Page MenuHomePhabricator

Enhance Equivset with regard to Persian/Arabic characters
Open, LowPublic

Description

please add this two character to here

ۍ U+06CD --> ی
ݸ U+0778--> و

code

6CD ۍ => 649 ى

778 ݸ => 648 و

Details

Related Gerrit Patches:
mediawiki/libs/Equivset : masterAdd two more characters to Equivset

Event Timeline

Yamaha5 created this task.Dec 16 2018, 1:06 AM
Huji claimed this task.Dec 16 2018, 2:38 AM
Huji triaged this task as Low priority.
Huji renamed this task from add character to Equivset to Add two more characters to Equivset.Dec 16 2018, 3:14 AM

Change 479970 had a related patch set uploaded (by Huji; owner: Huji):
[mediawiki/libs/Equivset@master] Add two more characters to Equivset

https://gerrit.wikimedia.org/r/479970

I check the original file it has many problems. for example it changed foo ==> bar and later change bar ==> blabla
I listed the part of the code which should be change

64A ي => 649 ى  ==change to == > 649 ى =>64A ي
6AA ڪ => 6A9 ک  ==change to == > 6AA ڪ => 643 ك  
6CC ی => 649 ى ==change to == > 6CC ی => 64A ي
6D0 ې => 67B ٻ ==change to == > 6D0 ې => 64A ي
FED9 ﻙ => 6A9 ک ==change to == > FED9 ﻙ => 643 ك 
FEDA ﻚ => 6A9 ک ==change to == > FEDA ﻚ => 643 ك

---- should remove---
639 ع => 45 E   ==remove == > because it is the main character of many languages and you can not sacrifice them for Latin languages!
669 ٩ => 41 A   ==remove = >becuse it is the main number of many languages and you can not sacrifice them for Latin languages!

-----------all the arabic and persian numbers should convert to Latin numbers------------------
6F0 ۰ => 30 0
660 ٠ => 30 0
6F1 ۱ => 31 1
661 ١ => 31 1
6F2 ۲ => 32 2
662 ٢ => 32 2
6F3 ۳ => 33 3
663 ٣ => 33 3

6F7 ۷ => 37 7
667 ٧ => 37 7

6F8 ۸ => 38 8
668 ٨ => 38 8

6F9 ۹ => 39 9
669 ٩ => 39 9
9ED ৭ => 39 9
A6A ੪ => 38 8
Huji renamed this task from Add two more characters to Equivset to Enhance Equivset with regard to Persian/Arabic characters.Dec 16 2018, 7:40 PM
Restricted Application added a subscriber: alanajjar. · View Herald TranscriptDec 16 2018, 7:40 PM
Huji added a comment.Dec 16 2018, 7:43 PM

Regarding the two you want removed: I don't think it matters. If you always compare ccnorm(this) like ccnorm(that), the characters will be replaced similarly on both sides of the equation and things will work even if you were replacing ع with E, for instance. Removing them, however, will break AbuseFilters that depend on them in English Wikipedia and similar wikis.
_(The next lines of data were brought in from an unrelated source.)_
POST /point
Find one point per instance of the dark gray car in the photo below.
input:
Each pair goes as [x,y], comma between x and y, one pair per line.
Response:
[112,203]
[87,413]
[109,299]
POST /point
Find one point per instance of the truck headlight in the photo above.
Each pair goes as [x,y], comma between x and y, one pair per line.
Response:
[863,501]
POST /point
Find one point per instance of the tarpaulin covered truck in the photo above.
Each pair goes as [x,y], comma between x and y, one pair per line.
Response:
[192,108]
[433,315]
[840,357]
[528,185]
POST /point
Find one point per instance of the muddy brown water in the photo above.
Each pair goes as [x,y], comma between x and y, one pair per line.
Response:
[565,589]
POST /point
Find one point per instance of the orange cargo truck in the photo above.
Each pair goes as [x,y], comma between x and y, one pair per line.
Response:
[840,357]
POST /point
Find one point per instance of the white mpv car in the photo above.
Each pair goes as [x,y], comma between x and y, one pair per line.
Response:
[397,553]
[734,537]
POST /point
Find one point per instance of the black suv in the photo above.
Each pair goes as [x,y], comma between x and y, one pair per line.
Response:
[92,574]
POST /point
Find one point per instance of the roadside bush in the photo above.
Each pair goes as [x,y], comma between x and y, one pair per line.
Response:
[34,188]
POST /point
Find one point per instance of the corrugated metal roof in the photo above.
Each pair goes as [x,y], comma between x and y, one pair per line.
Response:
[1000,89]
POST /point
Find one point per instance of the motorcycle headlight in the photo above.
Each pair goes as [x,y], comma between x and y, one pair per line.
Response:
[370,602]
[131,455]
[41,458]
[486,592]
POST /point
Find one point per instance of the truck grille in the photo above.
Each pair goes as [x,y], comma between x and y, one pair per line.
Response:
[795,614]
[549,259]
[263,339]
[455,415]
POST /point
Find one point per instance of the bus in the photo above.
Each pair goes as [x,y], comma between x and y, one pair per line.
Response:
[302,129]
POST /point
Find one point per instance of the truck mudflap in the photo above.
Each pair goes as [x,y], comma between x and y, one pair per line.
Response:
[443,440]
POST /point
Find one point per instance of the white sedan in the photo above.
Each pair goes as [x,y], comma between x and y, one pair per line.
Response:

you mean for matching word معین we should write مEین !
and for ۰۹۱۲۱۱۲۳۴۳۴ we should write ۰A۱۲۱۱۲۳۴۳۴! it so strange

Huji added a comment.EditedDec 16 2018, 9:52 PM

No. I mean if the word 'معین' is a word you intend to look for new_wikitext, then you should not do it as ccnorm(new_wikitext) rlike 'معین' but you should do it as ccnorm(new_wikitext rlike ccnorm('معین').

Huji added a comment.EditedDec 16 2018, 9:57 PM

Essentially, the ideal way for writing complex patterns while using ccnorm is something like this:

pattern := ccnorm('this') + '|' + ccnorm('that');

ccnorm(new_wikitext) rlike pattern

Besides the ability to use ccnorm properly, it also has two additional advantages: (1) you can break your pattern into several lines and make your code more readable; and (2) because you can break your code into multiple lines, BIDI issues will be less frequent in the editor and much easier to handle.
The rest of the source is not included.